The second script above reads through each entry, and for each one, puts each character (made lowercase) from both the state and city into separate lists. It then removes all white spaces, and checks to see if the list lengths are equal. if they aren’t, we shouldn’t bother going any further. If they are, we move through one list and check each character for existence in the other. Whenever we find a match, we add one to the count. Here is where I would have added a line that removes the “found” character from the second list after being found in the case that we are dealing with strings with duplicate characters. Without the check, a city with two a’s would add one to the count for a state with only one a, since the a isn’t removed after being found. I am aware that this could produce imperfect results, however for this early version I decided that my human eye could be the solution for any slip-ups. And honestly, I jumped the gun a bit – I was so excited to give it a test run that I didn’t go back and add functionality to remove the character.

The next step looks to see if the count is equal to the length minus 1, theoretically meaning that they might match by all but one of the characters. What I wanted was a short list of city/state contenders, and then my human eye could easily pick out the winner. I lucked out in that the script found only one possible answer, and it was the correct answer!

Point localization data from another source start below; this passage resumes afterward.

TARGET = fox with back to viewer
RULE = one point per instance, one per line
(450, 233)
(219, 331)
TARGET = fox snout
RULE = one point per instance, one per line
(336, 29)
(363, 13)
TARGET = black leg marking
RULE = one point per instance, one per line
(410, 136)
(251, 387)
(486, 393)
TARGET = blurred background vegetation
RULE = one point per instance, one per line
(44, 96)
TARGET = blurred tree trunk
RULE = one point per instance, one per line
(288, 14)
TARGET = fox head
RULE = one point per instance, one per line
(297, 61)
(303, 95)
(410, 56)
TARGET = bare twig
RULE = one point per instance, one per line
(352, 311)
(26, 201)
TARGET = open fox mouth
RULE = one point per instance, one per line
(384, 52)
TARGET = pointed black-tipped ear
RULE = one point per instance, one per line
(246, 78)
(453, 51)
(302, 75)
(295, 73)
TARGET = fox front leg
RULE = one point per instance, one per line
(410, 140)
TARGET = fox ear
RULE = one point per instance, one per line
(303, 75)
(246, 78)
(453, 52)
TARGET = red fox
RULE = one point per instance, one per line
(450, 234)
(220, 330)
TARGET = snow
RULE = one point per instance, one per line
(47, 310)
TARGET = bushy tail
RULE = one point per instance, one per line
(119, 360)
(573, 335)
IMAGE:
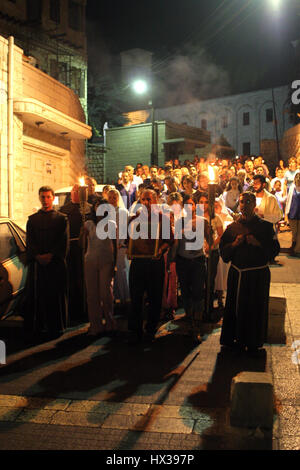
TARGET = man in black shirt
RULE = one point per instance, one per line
(47, 245)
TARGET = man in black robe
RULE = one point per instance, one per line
(249, 244)
(47, 244)
(77, 309)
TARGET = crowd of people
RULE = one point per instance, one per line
(91, 276)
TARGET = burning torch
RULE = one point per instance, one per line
(211, 211)
(83, 197)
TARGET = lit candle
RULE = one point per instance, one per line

[‘Yonkers’,’New York’,’201,066′]

Hooray! That definitely is a solution. For those familiar with python, the above output is obviously just a print of the entire row of data that fit the bill. It would be entirely do-able to add more functionality to the class and to the script that uses it to produce a more attractive output file.

I will continue to work to modify this class to fit my needs for new puzzles in coming weeks. And I think that it’s important to note that there is still an extremely large probability of error. Whether you are human or machine, you could always do a bad job of selecting your data. If the data file is weirdly formatted, it would have a lot of trouble being read, and I didn’t make any checks for a standard format. I also assume that the first row is the header data, and it might be the case that someone uses data without headers. These are things that are on my mind that I will continue to try and improve as I learn more python.